The study uses a quantitative and a qualitative approach based on the nine domains of the HLQ. The scores of the HLQ are used to describe the level of the men and compare their level with that of their spouses. The qualitative part is based on the informants’ experiences and reflections, which they were instructed to share if an item evoked such responses. The theoretical framework of the analysis is based on WHO’s concept of health literacy  with the extended understanding inherent in the HLQ (Table 1) . The qualitative analysis is inspired by thematic analysis .
This investigation is a sub-study of the Danish feasibility study “Nordic Lifestyle Intervention Study among Men with Prostate Cancer” (NILS). NILS is a multicentre controlled trial initiated and led by authors RDH and AT from the Danish Cancer Society Research Center that covers aspects of behavioural lifestyle interventions, including vigorous exercise and a health-promoting diet among men with early stage PCa. The study is described in detail elsewhere [20, 21]. In brief, 24 Danish men with early stage PCa were enrolled and randomly assigned to an intervention group (n = 16) or a control group (n = 8) when they were diagnosed with early stage PCa or in connection with one of the regular meetings for clinical/biochemical monitoring during active surveillance for prostate cancer progression. The intervention included a minimum of three times 45 min of vigorous exercise per week and a health-promoting diet rich in whole grain rye (a minimum of 170 grams per day). The intervention phase was six months and the follow-up ended 12 months after enrolment. The participants were monitored individually four times during the NILS study through laboratory assessments at the clinical meetings in the active surveillance programme and through interviews and tests at meetings with a sports physiologist and a dietician, respectively. In addition, three informal evening get-togethers were held for the intervention group participants to give them the opportunity to meet each other and to inform them about the contents of the intervention. The participants’ spouses were encouraged to attend all of the meetings and the evening get-togethers.

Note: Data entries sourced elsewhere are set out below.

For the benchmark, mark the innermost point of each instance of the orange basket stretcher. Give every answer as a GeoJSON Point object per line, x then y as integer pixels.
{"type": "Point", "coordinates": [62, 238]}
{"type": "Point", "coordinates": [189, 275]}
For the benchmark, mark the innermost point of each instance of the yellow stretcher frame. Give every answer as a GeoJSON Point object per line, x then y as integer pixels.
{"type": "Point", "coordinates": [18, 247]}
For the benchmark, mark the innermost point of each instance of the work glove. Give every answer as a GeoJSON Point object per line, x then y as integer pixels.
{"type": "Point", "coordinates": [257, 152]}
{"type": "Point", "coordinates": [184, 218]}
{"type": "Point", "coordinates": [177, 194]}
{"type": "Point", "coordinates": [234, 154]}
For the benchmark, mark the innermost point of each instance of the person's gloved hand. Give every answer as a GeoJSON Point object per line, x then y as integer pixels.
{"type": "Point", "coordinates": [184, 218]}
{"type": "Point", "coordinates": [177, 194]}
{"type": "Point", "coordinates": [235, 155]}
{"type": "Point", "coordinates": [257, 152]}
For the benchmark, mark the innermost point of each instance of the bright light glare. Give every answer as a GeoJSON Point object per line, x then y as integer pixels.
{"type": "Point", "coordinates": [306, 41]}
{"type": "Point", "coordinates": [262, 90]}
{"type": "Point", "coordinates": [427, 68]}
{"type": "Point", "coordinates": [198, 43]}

The 14 participants of the intervention group who had completed the six-month intervention phase were invited by e-mail together with their spouses to participate in qualitative interviews. Eight of the 14 men (57 %) agreed to participate together with their spouses. The interviews were conducted in December 2012, which was three to nine months after end of the follow-up phase of the NILS study.
The demographic characteristics of the participants are presented in Table 2. The participants had been in a relationship with their partner for 20 to 46 years. Seven of the eight spouses joined all meetings during the NILS study together with their husband, and one spouse joined the clinical meetings and the evening get-togethers only.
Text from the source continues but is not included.